The Hoover Institution Archives has acquired the papers of Miguel Aroche Parra, a Mexican railroad unionist, Communist Party leader, and poet.
Aroche Parra, born in 1915, was an active member of the Partido Comunista Mexicano until 1950, when he helped found the Partido Obrero Campesino Mexicano, which became part of the Partido Popular Socialista in 1963. Aroche Parra, who played a leading role in the famous 1959 railroad strike, was imprisoned for more than seven years for taking part in that movement. In prison Aroche Parra began writing poems that were eventually compiled and published under the title 28 Poems of Love and Life.
The Aroche Parra papers are made up mostly of correspondence, serial issues, and his writings, including original drafts of essays, poems, and his many articles written both for the organs of the political parties he was associated with and for publications such as Excelsior and Política with a wide audience in Mexico. Aroche Parra's articles and columns thus offer a running commentary on Mexican and international politics during a period of more than half a century.
An orthodox Marxist-Leninist, Aroche Parra criticized the Partido Revolucionario Institucional’s (PRI’s) long rule in Mexico. He wrote often about the labor movement in his country and criticized what he saw as the political repression of dissent by the Mexican government, especially the student movement of 1968. On international issues, Aroche Parra was a dedicated "anti-imperialist" who opposed what he saw as the malign influence of US power in Latin America and elsewhere in the world. In contrast, he wrote favorably about North Vietnam and North Korea.
Aroche Parra's papers also contain position papers and other internal documents relating to his participation in radical politics, including those pertaining to the issues that led to his expulsion from the Communist Party of Mexico. In his later years, Aroche Parra served as a deputy representing the Partido de la Revolucion (PDR) in the Chamber of Deputies of the Mexican Congress; his papers contain a number of documents relating to the PDR’s formation.
The collection contains drafts of many of Aroche Parra's poems. Inspired by the work of Pablo Neruda, they are often political in nature, although some are of a more personal, romantic nature.

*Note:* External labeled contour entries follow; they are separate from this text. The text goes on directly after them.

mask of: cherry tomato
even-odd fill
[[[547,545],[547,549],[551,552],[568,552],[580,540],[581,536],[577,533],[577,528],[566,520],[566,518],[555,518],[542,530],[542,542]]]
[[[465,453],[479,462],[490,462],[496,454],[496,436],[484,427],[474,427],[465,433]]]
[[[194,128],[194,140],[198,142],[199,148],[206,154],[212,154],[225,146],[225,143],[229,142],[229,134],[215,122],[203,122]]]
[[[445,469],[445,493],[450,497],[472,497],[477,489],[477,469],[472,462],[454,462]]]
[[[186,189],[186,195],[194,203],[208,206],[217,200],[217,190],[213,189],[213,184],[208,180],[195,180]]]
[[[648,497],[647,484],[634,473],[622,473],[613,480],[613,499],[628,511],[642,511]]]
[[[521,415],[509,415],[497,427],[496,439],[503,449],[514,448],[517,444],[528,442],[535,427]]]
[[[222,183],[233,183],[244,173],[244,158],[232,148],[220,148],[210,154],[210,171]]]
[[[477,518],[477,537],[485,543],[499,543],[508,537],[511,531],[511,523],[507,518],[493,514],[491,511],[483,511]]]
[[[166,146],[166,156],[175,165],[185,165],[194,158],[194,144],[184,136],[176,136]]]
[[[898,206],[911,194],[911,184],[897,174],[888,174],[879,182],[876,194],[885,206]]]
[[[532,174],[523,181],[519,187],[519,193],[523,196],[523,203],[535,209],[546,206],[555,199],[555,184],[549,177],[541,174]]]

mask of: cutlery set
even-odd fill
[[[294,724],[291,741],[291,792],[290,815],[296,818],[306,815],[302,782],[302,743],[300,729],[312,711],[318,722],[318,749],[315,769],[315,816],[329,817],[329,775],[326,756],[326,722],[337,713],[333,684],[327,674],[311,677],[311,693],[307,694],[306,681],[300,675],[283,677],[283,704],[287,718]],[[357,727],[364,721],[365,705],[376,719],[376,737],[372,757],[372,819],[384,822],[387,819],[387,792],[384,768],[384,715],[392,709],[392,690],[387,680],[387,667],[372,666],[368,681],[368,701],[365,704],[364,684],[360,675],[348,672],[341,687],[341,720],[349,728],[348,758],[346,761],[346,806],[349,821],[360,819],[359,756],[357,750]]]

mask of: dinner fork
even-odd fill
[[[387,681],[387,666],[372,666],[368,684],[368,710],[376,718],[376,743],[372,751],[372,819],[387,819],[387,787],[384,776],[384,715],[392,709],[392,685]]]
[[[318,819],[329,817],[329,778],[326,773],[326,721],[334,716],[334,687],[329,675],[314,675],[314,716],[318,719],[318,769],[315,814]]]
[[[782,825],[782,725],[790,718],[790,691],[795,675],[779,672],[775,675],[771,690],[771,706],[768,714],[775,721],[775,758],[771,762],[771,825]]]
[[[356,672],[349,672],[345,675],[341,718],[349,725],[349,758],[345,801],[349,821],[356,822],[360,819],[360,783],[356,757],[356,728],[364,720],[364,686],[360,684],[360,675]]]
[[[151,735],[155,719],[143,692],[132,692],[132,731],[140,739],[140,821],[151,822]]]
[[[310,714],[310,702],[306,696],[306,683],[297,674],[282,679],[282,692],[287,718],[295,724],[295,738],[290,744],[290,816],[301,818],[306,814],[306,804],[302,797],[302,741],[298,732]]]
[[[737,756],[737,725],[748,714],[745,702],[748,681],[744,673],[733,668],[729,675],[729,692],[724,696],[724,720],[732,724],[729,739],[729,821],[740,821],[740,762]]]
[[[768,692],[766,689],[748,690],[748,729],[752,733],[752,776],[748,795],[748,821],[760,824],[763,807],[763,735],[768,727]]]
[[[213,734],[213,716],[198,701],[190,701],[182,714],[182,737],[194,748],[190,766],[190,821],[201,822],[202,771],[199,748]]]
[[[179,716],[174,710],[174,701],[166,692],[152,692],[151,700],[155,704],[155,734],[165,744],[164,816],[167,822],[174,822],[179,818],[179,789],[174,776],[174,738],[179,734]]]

“The Miguel Aroche Parra collection,” says John Lear, professor of history at the University of Puget Sound, “finally gives researchers access to a central figure in the history of the left in 20th century Mexico as well as to the key struggles he helped define, from his union militancy with the railroad workers and their definitive 1959 strike, to his political activism in the Communist Party and, post-expulsion, the parties of the democratic left that challenged the rule of the PRI.”